Millay enhances the tone of her sonnet by using iambic pentameter and the regular patterns of her speech give the tone of the sonnet a natural rhythm. This transforms the readers into confidantes, making them feel as if Millay is sharing her most intimate emotions while conversing with them. Of course, this sonnet is less conversational and more formal because of the dramatic nature of its rhyme. However, the harmonious way in which Millay has used the sonnet’s melancholic tone, rhyme, and rhythm, allows the sonnet to draw out relevant pathos by connecting with the readers. However, at the same time, Millay succeeds at leaving enough distance, allowing her sonnet not to become an over sentimental melodrama.
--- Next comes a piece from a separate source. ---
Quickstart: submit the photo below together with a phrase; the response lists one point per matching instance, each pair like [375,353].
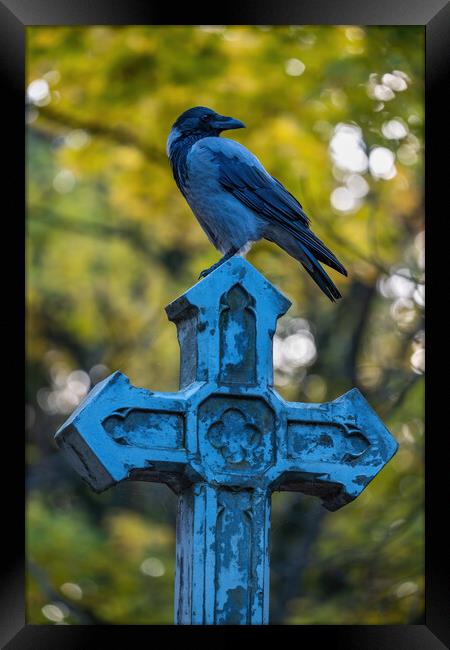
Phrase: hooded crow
[236,201]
Although, Millay is undoubtedly talking about love in this sonnet, but she is not talking about love using traditional Petrarchan vanity. Millay talks about love from a more realistic perspective, making it easier for her readers to relate to the sonnet and the feelings she is conveying. The themes of loss and change that Millay focuses on throughout her sonnet are very real and just about every person out there has felt them in some way or the other. The absolutely charming and fascinating metaphor used by Millay allows the readers to thoroughly understand the meaning of her sonnet. Unlike other sonnet, the way Millay has written this sonnet tends to affect readers in a different way. Millay allows readers to examine her most intimate feelings, while at the same time; she also forces readers to remember their own emotional experience and lovers from the past or present. Everyone who reads What lips my lips have kissed, and where, and why by Edna St. Vincent Millay will definitely connect to it, and will be able to compare this sonnet to their own life.
Works Cited
Millay, Edna St. Vincent. "What lips my lips have kissed, and where, and why." Collected Poems by Edna St. Vincent Millay. New York: Harper & Brothers Publishers, 1956. Print.